Pour ce qui est du taux de risque qui continue de susciter un grand débat auprès des professionnels, M. Cherkaoui affirme qu'avoir un risque plus bas n'est pas une fin en soi. Il faut maîtriser le risque en prévoyant d'avance une tarification qui lui soit adaptée , a-t-il préconisé.
Pour sa part, le délégué général de l'APSF, Mostafa Melsa, estime que le risque est "inévitable" étant donné que "c'est un secteur de risque par excellence". Cependant, il juge nécessaire de poursuivre le développement de niches spécifiques en répondant à de nouvelles demandes de clients, tout en essayant d'élargir et de démocratiser l'accès aux crédits, avec plus de proximité pour les gens non bénéficiaires, les incitant de la sorte à participer à la bancarisation.
En vue d'analyser le secteur de plus près et de collecter les informations sur cette catégorie de crédit, tout en appréhendant le profil des personnes endettées, BAM a mené en 2010 une enquête auprès de 12 sociétés de financement disposant d'une part de marché de plus de 80%.
L'étude réalisée a fait ressortir près de 58% des dossiers de crédit détenus par des personnes dont le revenu est inférieur à 4.000 dirhams contre 55% en 2009, au moment où les clients ayant un revenu supérieur à 9.000 dirhams ont cédé 4 points pour s'établir à 15% en termes de dossiers de crédit.
Quant à l'analyse de la catégorie socioprofessionnelle des personnes endettées, cette dernière dévoile une baisse de 1% chez les fonctionnaires, artisans et commerçants qui se sont situés respectivement à 38% et 5%, faisant bénéficier la catégorie des salariés de cette régression.

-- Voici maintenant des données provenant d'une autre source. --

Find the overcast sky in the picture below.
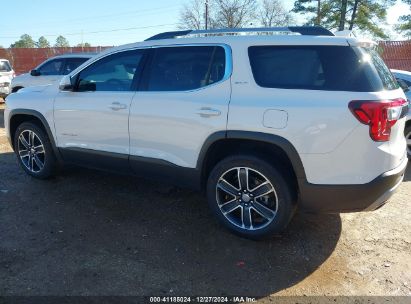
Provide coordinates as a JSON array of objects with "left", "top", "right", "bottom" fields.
[{"left": 0, "top": 0, "right": 409, "bottom": 47}]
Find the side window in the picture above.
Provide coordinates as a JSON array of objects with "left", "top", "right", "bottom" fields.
[
  {"left": 0, "top": 61, "right": 11, "bottom": 72},
  {"left": 77, "top": 50, "right": 144, "bottom": 92},
  {"left": 61, "top": 58, "right": 88, "bottom": 75},
  {"left": 38, "top": 59, "right": 64, "bottom": 76},
  {"left": 147, "top": 46, "right": 226, "bottom": 91}
]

En matière d'âge, une concentration des crédits à la consommation a été constatée chez la tranche d'âge de plus de 50 ans à 38%. En deuxième position, viennent les personnes âgées entre 40 et 49 ans avec 30%, pendant que les jeunes de moins de 30 ans arrivent derniers avec moins de 10%.
Par ailleurs, une seconde étude du secteur est envisagée par le cabinet "Next Management" qui devrait réaliser un Benchmark visant à comparer la productivité et l'efficacité métier des principaux acteurs du marché au Maroc et en Europe.
Le secteur des crédits à la consommation se caractérise actuellement par une concurrence acharnée marquée par l'avancée des agences bancaires qui continuent de gagner du terrain, en partageant le marché à parts égales avec les sociétés spécialistes, alors qu'elles n'occupaient qu'un tiers en 2002.